自分自身、契約した精霊の存在を誰より近く感じている。
だから分かる。
アルトの言葉が、どれほど異常なのか。
「しかも。」
アーヴェルの視線が鋭くなる。
「お前の場合、精霊はお前を避けている。」
「拒絶している相手の声を、なぜ拾えるのか。」
「説明がつかない。」
アルトは困ったように笑う。
「俺にも分からない。」
「昔からそうだから。」
⸻
アーヴェルは静かに息を吐いた。
判断する。
「アルト。」
「はい。」
「悪いが、一時拘束する。」
アルトが目を瞬く。
「俺が危険だから?」
「ああ。」
アーヴェルは迷わず答える。
「正確には。」
「危険ではないと判断する材料が足りない。」
「お前に敵意がないことは理解している。」
「だが、未知の存在を安全だと決めつけることもできない。」
アルトは少し考えた。
そして。
「分かった。」
素直に腕を差し出す。
⸻
「隊長。

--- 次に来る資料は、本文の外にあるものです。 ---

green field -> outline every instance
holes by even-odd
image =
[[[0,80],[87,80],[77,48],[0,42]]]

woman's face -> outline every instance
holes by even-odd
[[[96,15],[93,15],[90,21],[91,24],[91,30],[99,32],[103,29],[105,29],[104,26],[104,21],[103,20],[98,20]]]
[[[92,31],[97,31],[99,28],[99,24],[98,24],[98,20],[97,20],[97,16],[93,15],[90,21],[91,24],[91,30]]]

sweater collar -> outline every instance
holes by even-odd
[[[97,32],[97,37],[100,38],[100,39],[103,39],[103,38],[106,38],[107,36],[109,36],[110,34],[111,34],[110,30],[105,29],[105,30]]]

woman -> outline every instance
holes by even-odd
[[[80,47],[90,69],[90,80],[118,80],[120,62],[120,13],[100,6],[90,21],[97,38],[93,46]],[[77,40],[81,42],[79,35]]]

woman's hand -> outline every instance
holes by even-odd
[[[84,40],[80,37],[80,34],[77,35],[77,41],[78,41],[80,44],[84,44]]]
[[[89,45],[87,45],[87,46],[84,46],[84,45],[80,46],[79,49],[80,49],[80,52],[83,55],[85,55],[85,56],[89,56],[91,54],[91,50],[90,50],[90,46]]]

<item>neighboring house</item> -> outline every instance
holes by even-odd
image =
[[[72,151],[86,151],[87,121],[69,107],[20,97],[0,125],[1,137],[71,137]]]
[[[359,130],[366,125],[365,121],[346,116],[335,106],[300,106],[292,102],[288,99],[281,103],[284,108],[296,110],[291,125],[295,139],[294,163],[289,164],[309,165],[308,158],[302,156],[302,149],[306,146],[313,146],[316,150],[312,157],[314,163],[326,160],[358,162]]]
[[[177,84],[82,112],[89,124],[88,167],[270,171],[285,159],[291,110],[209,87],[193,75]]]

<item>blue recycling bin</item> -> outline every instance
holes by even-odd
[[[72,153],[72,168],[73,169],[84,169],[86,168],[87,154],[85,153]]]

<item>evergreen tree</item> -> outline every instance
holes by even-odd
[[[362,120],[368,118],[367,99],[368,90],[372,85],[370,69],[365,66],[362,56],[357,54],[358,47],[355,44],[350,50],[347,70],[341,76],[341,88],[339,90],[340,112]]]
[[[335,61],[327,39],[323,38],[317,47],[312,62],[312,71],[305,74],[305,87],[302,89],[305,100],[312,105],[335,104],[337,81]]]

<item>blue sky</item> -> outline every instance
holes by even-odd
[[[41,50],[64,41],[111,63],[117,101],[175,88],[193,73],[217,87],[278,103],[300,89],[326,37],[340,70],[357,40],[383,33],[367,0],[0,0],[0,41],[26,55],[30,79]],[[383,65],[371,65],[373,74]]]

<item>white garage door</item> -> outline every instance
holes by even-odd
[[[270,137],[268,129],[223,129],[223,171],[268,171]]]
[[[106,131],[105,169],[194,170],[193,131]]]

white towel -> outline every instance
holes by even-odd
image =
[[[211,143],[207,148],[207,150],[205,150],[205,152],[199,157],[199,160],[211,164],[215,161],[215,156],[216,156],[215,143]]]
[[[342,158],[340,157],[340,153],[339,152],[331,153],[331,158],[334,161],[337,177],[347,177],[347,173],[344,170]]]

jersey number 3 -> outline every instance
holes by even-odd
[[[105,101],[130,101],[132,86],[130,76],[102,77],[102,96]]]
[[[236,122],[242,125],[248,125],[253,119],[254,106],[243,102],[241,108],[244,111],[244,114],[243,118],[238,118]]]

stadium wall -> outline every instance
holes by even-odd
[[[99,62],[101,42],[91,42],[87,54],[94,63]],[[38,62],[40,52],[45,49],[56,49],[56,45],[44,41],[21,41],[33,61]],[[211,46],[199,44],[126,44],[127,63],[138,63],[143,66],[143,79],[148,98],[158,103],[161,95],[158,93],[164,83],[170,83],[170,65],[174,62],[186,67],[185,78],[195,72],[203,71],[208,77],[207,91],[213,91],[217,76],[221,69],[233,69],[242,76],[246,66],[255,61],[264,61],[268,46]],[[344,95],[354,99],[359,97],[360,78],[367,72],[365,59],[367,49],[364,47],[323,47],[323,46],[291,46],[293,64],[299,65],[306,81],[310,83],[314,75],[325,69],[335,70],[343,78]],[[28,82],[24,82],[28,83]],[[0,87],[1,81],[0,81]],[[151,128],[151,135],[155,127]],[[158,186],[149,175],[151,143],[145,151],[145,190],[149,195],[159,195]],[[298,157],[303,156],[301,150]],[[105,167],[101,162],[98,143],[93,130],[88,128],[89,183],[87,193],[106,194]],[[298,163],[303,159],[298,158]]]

」
その時。
扉が開いた。
「上層部から指示です。」
入ってきた兵士へ、アーヴェルが視線を向ける。
「……名前は。」
「ヴァイスです。」
「報告しろ。」
「はい。」
ヴァイスは書類を差し出した。
「対象アルトの拘束を解除せよ。」
短い命令。
アーヴェルの目が細くなる。
「理由は?」
「記載されていません。」
沈黙。
誰が判断したのか。
それは書かれていない。
だが。
命令である以上、従うしかない。
「分かった。」
アーヴェルは書類を閉じる。
「拘束は解除する。」
⸻
アルトが腕を戻す。
「もういいのか?」
「ああ。」
アーヴェルは頷く。
「ただし、監視は必要だ。」
そして。
レテを見る。
「オーズィラ。」
「はい。」
「お前が担当しろ。」
レテは少し驚いた。
「私が、ですか?」
「ああ。」
「お前は彼を最初に確認している。」
「戦闘も見ている。」
「そして、精霊術師として彼を観察できる。」
レテはアルトを見る。
無邪気に周囲を見回している青年。
精霊に拒絶されながら、それでも精霊を求める存在。
「……分かりました。」
レテは頷いた。
「私が監視します。」
アーヴェルは短く返す。
「頼む。」
こうして。
精霊に拒絶された青年は。
精霊国家ガイストで、初めての居場所を得ることになる。